# Anonymize data for figure 1

The original data used for plots are organized such that each row represents an editor and a comparable author. But since the dataframe contains identifying information of editors such as paper count, citation count, rank of first affiliation etc. that, once combined, may be able to identify an editor, we remove the ID of each row and shuffles data within each group of Year0 and field-of-study, such that you can no longer identify scientists from the data we use, while preserving the overall distribution of attributes of the population.

This notebook is only to show the steps taken to anonymize the data and **cannot be executed**.

In [1]:
import pandas as pd
import numpy as np

In [2]:
%%time
fields = (
    pd.read_csv('../data/supplementary/AllFields.csv', sep='\t',
                dtype={'Discipline':str, 'FieldOfStudyId':int})
    .rename(columns={'FieldOfStudyId':'Parent'})
)

author_field = (
    pd.read_csv('/scratch/fl1092/capstone/conflated/AuthorEraDisp.csv',
            sep='\t', usecols=['NewAuthorId', 'Parent'], dtype={'NewAuthorId':int, 'Parent':int})
    
    .merge(fields, on=['Parent'])
    .drop('Parent', axis=1)
)
print(author_field.shape)

(116959592, 2)
CPU times: user 26.1 s, sys: 8 s, total: 34.1 s
Wall time: 34.4 s


In [3]:
stats = pd.read_csv('/scratch/fl1092/capstone/temp/Figure1AllAuthors.csv', sep='\t',
                   usecols=['NewAuthorId','Yfp','Aylp','Parent','EditorsNewId','issn','Year0','Eylp',
                            'APriorPaperCount','EPriorPaperCount','APriorCitationCount','EPriorCitationCount',
                           'AHindex','EHindex','Arank','Erank','AColabCount','EColabCount'],
                   dtype={'NewAuthorId':int,'Yfp':int,'Aylp':int,'Parent':int,'EditorsNewId':int,'issn':str,
                            'Year0':int,'Eylp':int,'APriorPaperCount':int,'EPriorPaperCount':int,
                            'APriorCitationCount':int,'EPriorCitationCount':int, 'AHindex':int, 'EHindex':int,
                         'Arank':int,'Erank':int,'AColabCount':int,'EColabCount':int})

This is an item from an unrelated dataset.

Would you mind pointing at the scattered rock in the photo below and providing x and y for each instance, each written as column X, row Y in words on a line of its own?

# whether the scientist is affiliated with top-100 institution or not
stats = stats.assign(ATop = stats.Arank <= 100)
stats = stats.assign(ETop = stats.Erank <= 100)

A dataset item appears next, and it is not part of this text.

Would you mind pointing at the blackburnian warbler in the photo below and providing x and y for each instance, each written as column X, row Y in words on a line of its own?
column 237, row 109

# only plot between 1980 and 2017
stats = stats[(stats.Year0 >= 1980) & (stats.Year0 <= 2017) ]

# plot the 15 fields
stats = stats.merge(fields, on=['Parent'])

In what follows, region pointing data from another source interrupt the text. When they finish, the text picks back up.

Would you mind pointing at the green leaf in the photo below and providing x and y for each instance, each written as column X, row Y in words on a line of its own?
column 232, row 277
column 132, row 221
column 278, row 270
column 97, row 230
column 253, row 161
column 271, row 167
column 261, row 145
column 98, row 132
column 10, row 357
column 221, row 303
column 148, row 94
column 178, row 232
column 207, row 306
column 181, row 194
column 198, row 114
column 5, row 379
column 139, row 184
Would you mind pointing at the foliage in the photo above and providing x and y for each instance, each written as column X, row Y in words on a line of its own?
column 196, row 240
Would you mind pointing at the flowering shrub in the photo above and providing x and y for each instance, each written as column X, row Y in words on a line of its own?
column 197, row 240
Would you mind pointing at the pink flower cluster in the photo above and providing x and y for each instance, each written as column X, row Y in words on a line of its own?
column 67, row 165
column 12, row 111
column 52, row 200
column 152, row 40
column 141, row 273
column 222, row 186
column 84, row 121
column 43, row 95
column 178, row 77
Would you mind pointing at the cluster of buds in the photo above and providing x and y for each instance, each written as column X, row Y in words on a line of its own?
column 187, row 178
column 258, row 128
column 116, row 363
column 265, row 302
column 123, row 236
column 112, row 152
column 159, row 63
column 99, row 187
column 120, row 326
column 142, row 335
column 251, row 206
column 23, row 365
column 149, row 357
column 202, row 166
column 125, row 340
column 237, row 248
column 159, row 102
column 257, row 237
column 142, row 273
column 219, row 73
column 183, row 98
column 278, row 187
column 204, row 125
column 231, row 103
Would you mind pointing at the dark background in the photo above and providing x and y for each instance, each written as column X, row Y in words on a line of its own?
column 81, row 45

stats = stats.assign(Age=stats.Year0-stats.Yfp+1)

estats = stats[['Parent', 'Yfp', 'Year0', 'EditorsNewId','issn','Age','Discipline',
                'EPriorPaperCount','EPriorCitationCount','EHindex','ETop','EColabCount']].drop_duplicates()

## calculate the mean values of all sampled authors for each editor
outcomes = ['APriorPaperCount', 'APriorCitationCount', 'AHindex', 'ATop', 'AColabCount']
astats = (
    stats.groupby(['EditorsNewId','issn','Parent','Year0','Discipline'])
    .agg({x: np.mean for x in outcomes}).reset_index()
)

In [4]:
%%time
stats = stats.merge(author_field.rename(columns={'Discipline':'AuthorField'}), on='NewAuthorId')
print(stats.shape)

(943089, 23)
CPU times: user 38.9 s, sys: 10.4 s, total: 49.3 s
Wall time: 49.6 s


In [5]:
outcomes = ['PriorPaperCount', 'PriorCitationCount', 'Hindex', 'Top', 'ColabCount']

In [6]:
# shuffle within each group of year0 and discipline
# such that the distribution over time and discipline is preserved
shuffled_estats = (
    estats[['Discipline', 'Parent', 'Year0', 'Age']]
    .sort_values(by=['Discipline','Parent','Year0','Age'])
    .reset_index(drop=True)
)
shuffled_astats = (
    astats[['Discipline', 'Parent', 'Year0']]
    .sort_values(by=['Discipline','Parent','Year0'])
    .reset_index(drop=True)
)
shuffled_stats = (
    stats[['AuthorField','Year0']]
    .sort_values(by=['AuthorField','Year0'])
    .reset_index(drop=True)
)

for outcome in outcomes:
    
    es = (
        estats[['Discipline','Parent', 'Year0', 'E'+outcome]]
        .sort_values(by=['Discipline','Parent','Year0','E'+outcome])
        .reset_index(drop=True)
    )
    shuffled_estats['E'+outcome] = es['E'+outcome]
    
    ast = (
        astats[['Discipline','Parent', 'Year0', 'A'+outcome]]
        .sort_values(by=['Discipline','Parent','Year0','A'+outcome])
        .reset_index(drop=True)
    )
    shuffled_astats['A'+outcome] = ast['A'+outcome]
    
    st = (
        stats[['AuthorField','Year0','A'+outcome]]
        .sort_values(by=['AuthorField','Year0','A'+outcome])
        .reset_index(drop=True)
    )
    shuffled_stats['A'+outcome] = st['A'+outcome]

In [7]:
shuffled_estats.to_csv('../data/figure_1/EditorStats.csv',sep='\t',index=False)

In [8]:
shuffled_astats.to_csv('../data/figure_1/AuthorStats.csv',sep='\t',index=False)

In [9]:
shuffled_stats.to_csv('../data/figure_1/AuthorIndividualStats.csv',sep='\t',index=False)